Bukan hanya sebatas harta, namun juga menjangkau banyak sisi kehidupan yang boleh
dikatakan semua orang bisa melakukannya, tergantung pada kemauan dirinya. Jika
tidak kuat secara materi maka bisa melalui fisik, pikiran, atau apa pun yang
kita mampu. Bukankah tasbih, tahmid, dan tahlil nyaris
tidak membutuhkan pengorbanan fisik dan materi sedikit pun dari pelakunya,
begitupun dengan amar makruf dan nahi mungkar.
D. Kuliah adalah Ibadah
Sebagaimana
yang telah dijelaskan di atas bahwa dimensi ibadah begitu luas sehingga apapun
yang dilakukan seseorang manakala bernilai positif maka ia dikategorikan
sebagai sebuah ibadah. Ia tidak hanya menjadi monopoli golongan atau
kelas tertentu, tetapi semua orang bisa dan berhak melakukannya tanpa kecuali.

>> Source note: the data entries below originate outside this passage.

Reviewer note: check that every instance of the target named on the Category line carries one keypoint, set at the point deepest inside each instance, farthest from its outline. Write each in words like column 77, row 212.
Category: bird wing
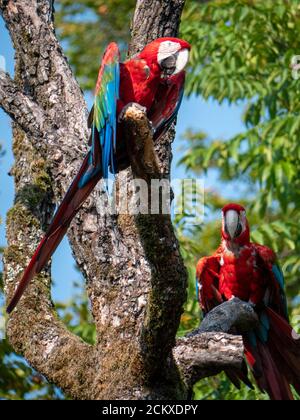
column 167, row 103
column 103, row 122
column 207, row 281
column 104, row 112
column 275, row 297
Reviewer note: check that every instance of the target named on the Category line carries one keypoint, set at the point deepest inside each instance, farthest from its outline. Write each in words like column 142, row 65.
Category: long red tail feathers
column 70, row 205
column 276, row 364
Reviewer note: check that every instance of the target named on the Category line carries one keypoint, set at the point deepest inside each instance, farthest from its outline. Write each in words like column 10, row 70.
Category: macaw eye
column 168, row 65
column 239, row 230
column 169, row 62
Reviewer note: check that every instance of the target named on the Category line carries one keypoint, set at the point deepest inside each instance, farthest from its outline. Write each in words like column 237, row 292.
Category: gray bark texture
column 135, row 276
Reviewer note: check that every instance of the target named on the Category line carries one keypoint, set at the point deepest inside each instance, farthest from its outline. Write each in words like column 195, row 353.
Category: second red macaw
column 240, row 268
column 154, row 79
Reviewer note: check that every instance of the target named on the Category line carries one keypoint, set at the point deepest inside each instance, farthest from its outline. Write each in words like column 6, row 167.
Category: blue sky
column 217, row 121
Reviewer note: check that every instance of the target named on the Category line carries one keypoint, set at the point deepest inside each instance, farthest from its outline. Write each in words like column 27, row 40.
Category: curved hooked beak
column 175, row 63
column 233, row 226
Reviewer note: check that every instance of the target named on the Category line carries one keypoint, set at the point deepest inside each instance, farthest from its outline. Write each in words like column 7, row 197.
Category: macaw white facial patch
column 166, row 49
column 182, row 59
column 231, row 222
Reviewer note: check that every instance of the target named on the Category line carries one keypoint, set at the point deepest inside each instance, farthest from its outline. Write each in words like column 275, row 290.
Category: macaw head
column 171, row 54
column 235, row 227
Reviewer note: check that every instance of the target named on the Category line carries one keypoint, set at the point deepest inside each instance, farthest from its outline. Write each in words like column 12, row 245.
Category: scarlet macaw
column 154, row 79
column 250, row 272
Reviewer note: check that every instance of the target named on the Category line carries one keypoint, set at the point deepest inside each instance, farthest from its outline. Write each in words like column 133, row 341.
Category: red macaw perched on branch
column 251, row 273
column 154, row 79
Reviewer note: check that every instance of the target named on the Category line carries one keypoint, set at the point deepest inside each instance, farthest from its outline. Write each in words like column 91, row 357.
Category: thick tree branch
column 234, row 315
column 210, row 349
column 23, row 110
column 140, row 146
column 208, row 354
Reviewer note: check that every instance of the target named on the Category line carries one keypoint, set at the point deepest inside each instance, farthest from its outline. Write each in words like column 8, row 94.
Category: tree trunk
column 135, row 276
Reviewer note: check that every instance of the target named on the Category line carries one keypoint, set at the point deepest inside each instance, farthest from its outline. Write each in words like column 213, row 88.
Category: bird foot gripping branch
column 154, row 79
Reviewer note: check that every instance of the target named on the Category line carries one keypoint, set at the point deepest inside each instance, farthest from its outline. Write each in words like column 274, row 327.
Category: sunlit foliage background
column 242, row 51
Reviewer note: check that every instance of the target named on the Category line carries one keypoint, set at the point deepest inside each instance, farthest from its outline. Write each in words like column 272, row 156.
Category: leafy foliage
column 242, row 53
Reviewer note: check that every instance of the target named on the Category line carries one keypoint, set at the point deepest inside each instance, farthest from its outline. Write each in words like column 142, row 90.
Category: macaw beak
column 182, row 60
column 233, row 226
column 175, row 63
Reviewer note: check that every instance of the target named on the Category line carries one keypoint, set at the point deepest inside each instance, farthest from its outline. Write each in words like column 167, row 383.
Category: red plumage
column 249, row 271
column 144, row 80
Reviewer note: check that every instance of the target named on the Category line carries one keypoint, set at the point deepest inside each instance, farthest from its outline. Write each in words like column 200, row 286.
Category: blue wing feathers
column 104, row 128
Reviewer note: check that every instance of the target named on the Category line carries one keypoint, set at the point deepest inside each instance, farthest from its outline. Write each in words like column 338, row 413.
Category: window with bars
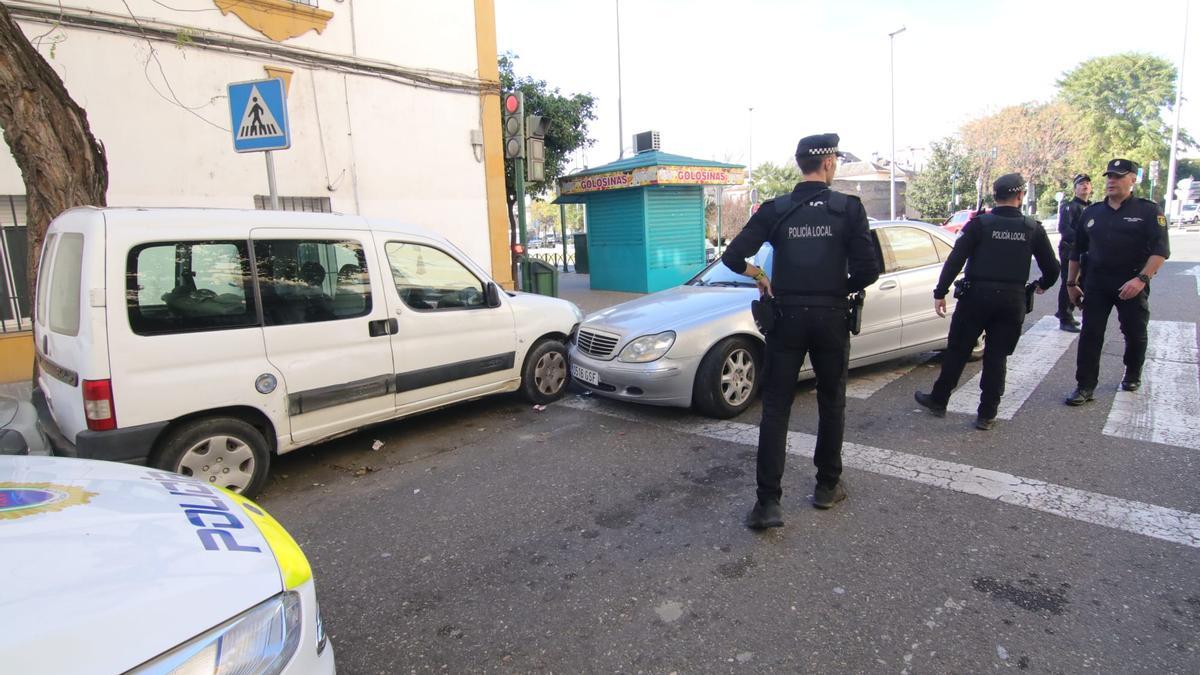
column 16, row 304
column 309, row 204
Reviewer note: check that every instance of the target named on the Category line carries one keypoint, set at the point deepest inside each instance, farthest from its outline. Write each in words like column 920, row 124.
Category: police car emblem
column 28, row 499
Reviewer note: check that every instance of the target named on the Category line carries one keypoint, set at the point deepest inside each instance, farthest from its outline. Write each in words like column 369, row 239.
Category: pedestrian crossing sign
column 258, row 112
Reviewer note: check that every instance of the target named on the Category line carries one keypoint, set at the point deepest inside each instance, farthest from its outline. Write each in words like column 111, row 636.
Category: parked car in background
column 160, row 344
column 117, row 568
column 19, row 434
column 958, row 219
column 697, row 345
column 1189, row 213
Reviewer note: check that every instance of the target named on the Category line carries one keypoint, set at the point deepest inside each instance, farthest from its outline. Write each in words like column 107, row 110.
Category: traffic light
column 535, row 153
column 514, row 125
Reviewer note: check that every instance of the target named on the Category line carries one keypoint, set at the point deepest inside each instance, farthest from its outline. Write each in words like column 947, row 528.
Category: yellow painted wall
column 493, row 143
column 16, row 357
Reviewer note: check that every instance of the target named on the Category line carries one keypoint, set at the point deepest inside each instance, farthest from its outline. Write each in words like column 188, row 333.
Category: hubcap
column 550, row 374
column 737, row 377
column 226, row 461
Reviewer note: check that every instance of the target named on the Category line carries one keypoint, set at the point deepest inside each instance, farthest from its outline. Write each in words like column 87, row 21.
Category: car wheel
column 544, row 376
column 221, row 451
column 727, row 378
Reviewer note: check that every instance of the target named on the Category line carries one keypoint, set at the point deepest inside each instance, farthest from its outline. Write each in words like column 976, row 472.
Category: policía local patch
column 18, row 500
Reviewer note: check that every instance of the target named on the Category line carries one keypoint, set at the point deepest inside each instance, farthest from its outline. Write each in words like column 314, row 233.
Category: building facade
column 394, row 107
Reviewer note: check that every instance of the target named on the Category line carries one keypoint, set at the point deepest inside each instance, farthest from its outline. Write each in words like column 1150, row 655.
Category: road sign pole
column 519, row 183
column 270, row 180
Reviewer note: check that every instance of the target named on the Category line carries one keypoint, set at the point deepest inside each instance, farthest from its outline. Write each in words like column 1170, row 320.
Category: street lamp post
column 1175, row 130
column 892, row 42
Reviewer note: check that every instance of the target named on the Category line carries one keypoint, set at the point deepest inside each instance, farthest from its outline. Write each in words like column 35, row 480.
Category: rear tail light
column 97, row 405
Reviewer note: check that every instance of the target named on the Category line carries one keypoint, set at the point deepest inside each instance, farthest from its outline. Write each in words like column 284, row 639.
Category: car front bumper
column 664, row 382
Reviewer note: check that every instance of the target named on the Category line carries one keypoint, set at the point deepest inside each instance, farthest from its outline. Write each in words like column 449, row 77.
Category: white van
column 202, row 341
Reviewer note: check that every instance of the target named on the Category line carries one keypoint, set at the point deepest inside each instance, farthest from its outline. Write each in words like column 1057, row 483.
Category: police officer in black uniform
column 996, row 249
column 1125, row 239
column 1068, row 216
column 823, row 251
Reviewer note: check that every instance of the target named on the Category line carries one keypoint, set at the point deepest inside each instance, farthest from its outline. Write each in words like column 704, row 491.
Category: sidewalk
column 575, row 287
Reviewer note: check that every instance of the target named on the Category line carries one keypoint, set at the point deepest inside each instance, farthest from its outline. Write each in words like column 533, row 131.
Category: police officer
column 1068, row 216
column 996, row 249
column 823, row 251
column 1125, row 239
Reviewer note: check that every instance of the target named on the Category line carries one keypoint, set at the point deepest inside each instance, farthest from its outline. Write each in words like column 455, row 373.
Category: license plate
column 589, row 376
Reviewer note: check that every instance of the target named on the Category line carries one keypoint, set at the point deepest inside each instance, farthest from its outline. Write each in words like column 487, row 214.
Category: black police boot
column 927, row 400
column 1080, row 396
column 825, row 496
column 763, row 515
column 1131, row 382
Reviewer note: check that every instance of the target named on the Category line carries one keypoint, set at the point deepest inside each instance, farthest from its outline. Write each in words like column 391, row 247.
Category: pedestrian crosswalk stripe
column 1140, row 518
column 1037, row 352
column 1167, row 407
column 868, row 381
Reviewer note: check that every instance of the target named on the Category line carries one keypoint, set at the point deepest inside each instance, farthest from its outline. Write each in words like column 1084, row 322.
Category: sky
column 693, row 69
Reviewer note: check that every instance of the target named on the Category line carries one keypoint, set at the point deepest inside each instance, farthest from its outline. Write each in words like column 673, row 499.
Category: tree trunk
column 61, row 162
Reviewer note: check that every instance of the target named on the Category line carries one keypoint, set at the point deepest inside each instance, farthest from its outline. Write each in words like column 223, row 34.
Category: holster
column 855, row 312
column 766, row 312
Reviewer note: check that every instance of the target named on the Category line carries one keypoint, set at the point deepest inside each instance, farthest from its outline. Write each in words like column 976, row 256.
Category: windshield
column 717, row 274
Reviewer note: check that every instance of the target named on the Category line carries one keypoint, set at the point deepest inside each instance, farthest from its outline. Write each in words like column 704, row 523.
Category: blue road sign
column 258, row 112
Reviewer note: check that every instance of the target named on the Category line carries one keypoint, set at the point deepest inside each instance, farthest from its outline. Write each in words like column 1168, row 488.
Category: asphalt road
column 598, row 537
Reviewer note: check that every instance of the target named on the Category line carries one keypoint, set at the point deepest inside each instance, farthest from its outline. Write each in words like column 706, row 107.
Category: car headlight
column 262, row 639
column 647, row 348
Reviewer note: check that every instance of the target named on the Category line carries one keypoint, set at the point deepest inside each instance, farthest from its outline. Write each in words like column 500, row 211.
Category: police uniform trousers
column 821, row 333
column 1102, row 292
column 997, row 314
column 1066, row 310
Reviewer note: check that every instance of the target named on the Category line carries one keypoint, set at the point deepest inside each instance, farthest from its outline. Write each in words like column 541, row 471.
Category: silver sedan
column 697, row 345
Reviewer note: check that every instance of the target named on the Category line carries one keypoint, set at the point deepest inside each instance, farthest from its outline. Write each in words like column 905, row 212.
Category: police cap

Dengan demikian, seorang mahasiswa/i yang menyibukkan diri dengan aktifitas
perkuliahan pada hakikatnya sedang menjalankan suatu bentuk ibadah kepada
Alllah swt. Seorang mahasiswa/i yang menyibukkan diri dengan belajar rajin dan sungguh-sungguh
sebenarnya sedang menyibukkan diri dalam kerangka beribadah kepada Allah swt.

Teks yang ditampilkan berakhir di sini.